Many games made are variations on a classic. We’ve lost count of how many 4-in-a-row games there are and you can’t walk down the game aisle at the store without seeing some type of push-your-luck dice game. We’ve all played rounds of Rummy with the family, and if you’re like me, it was one of the first card games taught to you. I’ve done the same with my girls and made sure they’re proficient in all the classic games.
There is also no lack of games which use the basic Rummy rules and add their own unique twist. This week we found a copy of Cheap Shot by Gut Bustin’ Games at our Goodwill which advertised itself as “The Game of Insult Rummy”. From looking at the back of the box, we realized we would be creating custom insults to hurl at each other! The asking price? $1.88! Sold!
Maybe we paid too much…
The idea is interesting, but the actual game play was monotonous. Each person begins with a hand of seven cards randomly dealt from the shuffled deck. Instead of suits and numbers, there are three different colors of cards, each representing a different part of your upcoming insult.
Green cards set the subject. “Your Parents”, “Your Mom” or “Your Dear Auntie” are typical starters. Blue cards finish out the phrase with insults like “has/have no purpose on this Earth”, “is/are a bath dodger” or “are all banjo-pickin’ hillbillies”. There is nothing too insulting and the phrases lean more towards the funny side. Red cards are full exclamations that are used to block another player’s insult.
As with a regular game of Rummy, in Cheap Shot your goal is to be the first to get rid of all the cards in your hand. You must build your sentence in a particular way. It must begin with a subject (green card) and be added to using blue cards connected by “and”. So in order to go out, you must successfully play one green card and six blue cards.

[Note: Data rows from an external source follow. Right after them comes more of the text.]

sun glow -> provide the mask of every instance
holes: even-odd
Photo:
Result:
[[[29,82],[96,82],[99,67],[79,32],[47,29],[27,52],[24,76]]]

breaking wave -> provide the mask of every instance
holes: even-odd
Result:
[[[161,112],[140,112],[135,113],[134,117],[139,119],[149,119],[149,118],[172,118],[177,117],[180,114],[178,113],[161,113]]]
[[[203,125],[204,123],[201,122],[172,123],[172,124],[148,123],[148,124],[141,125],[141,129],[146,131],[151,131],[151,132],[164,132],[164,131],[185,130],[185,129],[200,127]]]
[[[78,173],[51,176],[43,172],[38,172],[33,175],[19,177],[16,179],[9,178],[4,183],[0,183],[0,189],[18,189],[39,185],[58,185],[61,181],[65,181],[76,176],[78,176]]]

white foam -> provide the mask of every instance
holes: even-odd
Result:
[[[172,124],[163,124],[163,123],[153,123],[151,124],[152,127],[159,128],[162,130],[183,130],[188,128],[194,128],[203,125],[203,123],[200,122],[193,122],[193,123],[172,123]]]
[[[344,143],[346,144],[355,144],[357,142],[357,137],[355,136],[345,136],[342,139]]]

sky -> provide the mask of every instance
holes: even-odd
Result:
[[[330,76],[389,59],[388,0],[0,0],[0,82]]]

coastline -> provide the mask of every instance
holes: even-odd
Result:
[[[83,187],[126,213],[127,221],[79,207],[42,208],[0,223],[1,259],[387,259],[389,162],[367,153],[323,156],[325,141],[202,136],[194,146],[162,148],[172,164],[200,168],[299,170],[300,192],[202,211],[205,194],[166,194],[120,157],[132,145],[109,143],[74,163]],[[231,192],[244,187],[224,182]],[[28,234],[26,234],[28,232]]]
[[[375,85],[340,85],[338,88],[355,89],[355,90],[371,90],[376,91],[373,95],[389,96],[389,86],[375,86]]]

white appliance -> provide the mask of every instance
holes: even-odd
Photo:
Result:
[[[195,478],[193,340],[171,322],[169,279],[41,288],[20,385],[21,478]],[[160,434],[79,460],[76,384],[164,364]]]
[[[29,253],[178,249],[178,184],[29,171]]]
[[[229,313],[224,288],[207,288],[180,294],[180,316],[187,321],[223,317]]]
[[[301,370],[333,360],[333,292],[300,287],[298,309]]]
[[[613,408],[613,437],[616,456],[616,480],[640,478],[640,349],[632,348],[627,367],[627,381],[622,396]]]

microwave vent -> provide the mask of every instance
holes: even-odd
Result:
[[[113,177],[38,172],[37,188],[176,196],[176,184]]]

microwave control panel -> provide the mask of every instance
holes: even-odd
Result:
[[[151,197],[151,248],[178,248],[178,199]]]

On your turn you will draw a new card from the top of the draw pile or one, two or three cards from the top of the discard pile. If you draw from the latter, you must play the final card drawn immediately to the table (again, just like in Rummy). Unless you drew multiple from the discard pile, playing an insult is optional (it is required otherwise). Select cards from your hand to build your insult and lay them in front of you. Point to another player and read the insult out loud!
The person being targeted may choose to play a blocking card (red) that is supposed to be a witty comeback that mitigates the effectiveness of the insult. If the active player wishes, they too can play a red card to respond to the comeback. If the target is the last to play a red card, they get to take a card from the attacker’s insult into their hand and the attacker must pick up the rest of their cards back into their hand. If the attacker is successful, nothing additional happens and the insult stands. Any red cards played remain on the table and will be worth points at the end of the round.
All turns end with a discard, even if you are playing your last card. You cannot go out unless you have a discard, so you must manage your hand of cards. As you might have figured out, since the only way to go out is to play seven cards and discard the eighth, if someone takes one of your cards or you draw more than one from the discard pile, you will probably end up with the wrong number of cards to be the first to play them all.
Players take turns in order playing insults or adding to their existing ones (net result – you only need one green card) until someone plays their last card and discards. Points are then awarded to all players for the length of the insult they have on the table (one point for the first card, two points for the second and so on). One point each is added for any red cards they played and one is subtracted for any cards left in their hands. Depending on the number of players, the first person to amass either 75 or 100 points (4-6 players, 2-3 players) is the winner of Cheap Shot.
As we hinted earlier, we really didn’t find Cheap Shot to be much fun. Sure, it was funny to build ridiculous insults. But the game digresses into a search for the right card, usually the few that say “and”. You cannot assume commas in the sentence, so everything must be connected by “and”. These are usually the cards stolen from one another, so if you are blocked, you must begin your search for that elusive “and” again.
If Cheap Shot sounds like something your game group would enjoy, you can find copies on Amazon for under $20. Maybe someone will create some house rules to make the game less random or figure out a way to allow for better sentence construction. Until then, Cheap Shot may return to our Goodwill.
What is the latest game you have donated to thrift?